School adopts speech rights after getting sued by professor

 April 27, 2024

This story was originally published by the WND News Center.

A school has decided to adopt a standard for free speech after it fired a professor and got sued.

It also compensates the professor.

The details of the case come from the ADF, which worked on the case involving the North Carolina Governor's School and respected English professor David Phillips.

He had spoken out about the harms of the racially divisive schemes adopted by the school, concepts like critical race theory which teaches America is racist and that to get rid of racism more racism is needed.

The school then fired him, "without any explanation," the ADF said.

His resulting lawsuit now has been settled, the ADF said.

"As dictated by the settlement agreement, the North Carolina Governor’s School has paid Dr. David Phillips approximately four years of his annual stipend and adopted a policy to respect faculty free speech in its elective seminars—like the ones Phillips gave shortly before he was fired," the ADF said.

The school now promises to give faculty members "the freedom and responsibility to craft academic and intellectual experiences that reflect their unique viewpoints and expertise."

ADF spokesman Hal Frampton explained, "Teachers shouldn’t be fired for fostering intellectual diversity on campus. A good education includes providing students with a wide range of differing viewpoints to explore.

"Dr. Phillips was beloved, respected, and well-regarded by both students and faculty as an advocate for students who felt that their voices weren’t being heard and their perspectives weren’t welcomed at the Governor’s School. We’re pleased to favorably settle this case on his behalf. Now, the Governor’s School’s policy rightly respects teachers’ freedom of speech, which greatly benefits all students and families."

Phillips had spent eight summers teaching at the residential summer program for talented high school seniors. His comments repeatedly took issue with the racist CRT teachings.

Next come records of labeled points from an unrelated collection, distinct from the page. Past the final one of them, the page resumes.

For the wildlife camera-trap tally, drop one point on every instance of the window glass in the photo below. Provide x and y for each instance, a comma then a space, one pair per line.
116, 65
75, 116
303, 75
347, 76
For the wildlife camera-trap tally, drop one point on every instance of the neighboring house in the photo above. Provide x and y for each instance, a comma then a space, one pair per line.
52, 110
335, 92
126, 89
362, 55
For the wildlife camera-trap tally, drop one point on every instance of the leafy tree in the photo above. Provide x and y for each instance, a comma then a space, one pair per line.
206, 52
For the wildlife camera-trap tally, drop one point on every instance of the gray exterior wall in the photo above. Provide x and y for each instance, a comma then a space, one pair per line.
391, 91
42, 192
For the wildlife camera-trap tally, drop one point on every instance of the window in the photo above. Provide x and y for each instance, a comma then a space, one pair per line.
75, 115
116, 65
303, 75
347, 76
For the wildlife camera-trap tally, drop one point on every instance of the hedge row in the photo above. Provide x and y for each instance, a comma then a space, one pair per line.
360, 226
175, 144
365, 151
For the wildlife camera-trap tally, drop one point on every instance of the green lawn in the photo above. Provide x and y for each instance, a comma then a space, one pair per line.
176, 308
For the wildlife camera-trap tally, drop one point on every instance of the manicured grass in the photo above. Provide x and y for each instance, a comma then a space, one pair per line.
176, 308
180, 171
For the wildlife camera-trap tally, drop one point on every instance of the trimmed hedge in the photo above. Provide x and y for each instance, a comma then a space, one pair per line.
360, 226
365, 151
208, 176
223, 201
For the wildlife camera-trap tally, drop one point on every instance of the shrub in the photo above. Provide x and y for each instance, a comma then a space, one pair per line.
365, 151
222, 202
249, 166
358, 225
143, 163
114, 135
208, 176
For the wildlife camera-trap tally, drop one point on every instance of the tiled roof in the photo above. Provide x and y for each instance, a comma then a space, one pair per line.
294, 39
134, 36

"A group of students and staff members reacted with open hostility, referencing race, gender, sexual orientation, and religion in their comments and questions. Despite the hostility, Phillips stayed long after the conclusion of each lecture to answer questions, even offering to meet with students later for further discussion. The day after Phillips’ third optional seminar, the Governor’s School fired him without warning or explanation," the ADF said.